48 thoughts on “The Tragedy Of Trump’s Presidency”

  1. Uh, yeah, about taking back the House or Senate. They’re just going to stuff the ballot boxes until they get the result they want. Elections are irrelevant now, except for who counts the votes. The courts? What a joke, they won’t even do their jobs at all, absolutely refuse.

    I don’t see any way this ends other than civil war.

    1. The courts will help if the lawsuits are filed in a timely manner. Non-Democrats need to start to restore electoral integrity immediately, to prevent a recurrence of this fiasco.

      1. Sorry Rand, you’re not going to litigate your way out of this anymore that you can vote or argue your way out.

        Check out the Strauss–Howe generational theory (also known as the “4th Turning” hypothesis). It postulates that Western civilization goes through a major (and violent) social change every 80 years or so. The last “crisis” period was 1929-1945, starting with the Depression and ending with WWII. The previous crisis periods were the Civil War and the American Revolution.

        On the plus side, if you make it to 2030 or so, you’re theoretically due for about 20 years of rebuilding and prosperity (the “high” period). I would wager that this will include the founding of a permanent installation on Mars.

      2. Did you not notice how the PA State Supreme Court said before the election “you can’t challenge the law authorizing mailed ballots to everyone until after the election”, then said after the election “it’s too late, you should have challenged that law before the election”? Same court, same judges?

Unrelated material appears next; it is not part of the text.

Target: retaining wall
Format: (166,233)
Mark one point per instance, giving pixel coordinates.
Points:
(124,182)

        That’s going to happen to everyone who brings lawsuits to prevent election fraud before it happens, or expose it afterward – the courts will find an excuse to dismiss the suits without considering any evidence, and contradict themselves if they have to.

        1. That’s easy to deal with, and any decent lawyer (which includes even some of the rump lawyers) knows it. File suit at the time of the actions, and even if dismissed, you can preserve ypur standing for after the election.

          Yet no one in the Republican party in Pensylvania or Georgia seems to have thought about it at the time. Perhaps they assumed they’d win by an easy margin?

    2. I agree, Ed. I’m anticipating and preparing for civil war within 12 calendar months. Best of luck to everyone.

    3. The dems can only carry out such manipulation in cities/ states under their control. My vote in SC still counts, for now.

      1. That’s how I feel right now in Texas, but the Dems now control all the major counties and are tightening lockdown restrictions with Biden now in office to maybe overrule the governor.

    4. You’re not going to get anywhere sane if you stick to this kind of delusional thinking. But I appreciate your willed helplessness.

      You want to make yourself sad? Think about what the Democrats can get Trump to do now that they have a good chance of tossing him in prison. Start a new party? Shit talk the GOP? They can get him to dance to their tune now. Trump isn’t loyal to the GOP, he’s loyal to himself, so of course he’d take this out if offered.

  2. Plus, it’s gonna be entertaining as the cabal around the President-In-Waiting start to clash with the other cabal running the Ventrioquist-Dummy-In-Chief. I expect we are going to see conflicting reports about President Gabbo’s mental state (or lack thereof), little hints dropped about the corruption surrounding the other, and all sorts of attempts at displaying how one is more “woke” than the other.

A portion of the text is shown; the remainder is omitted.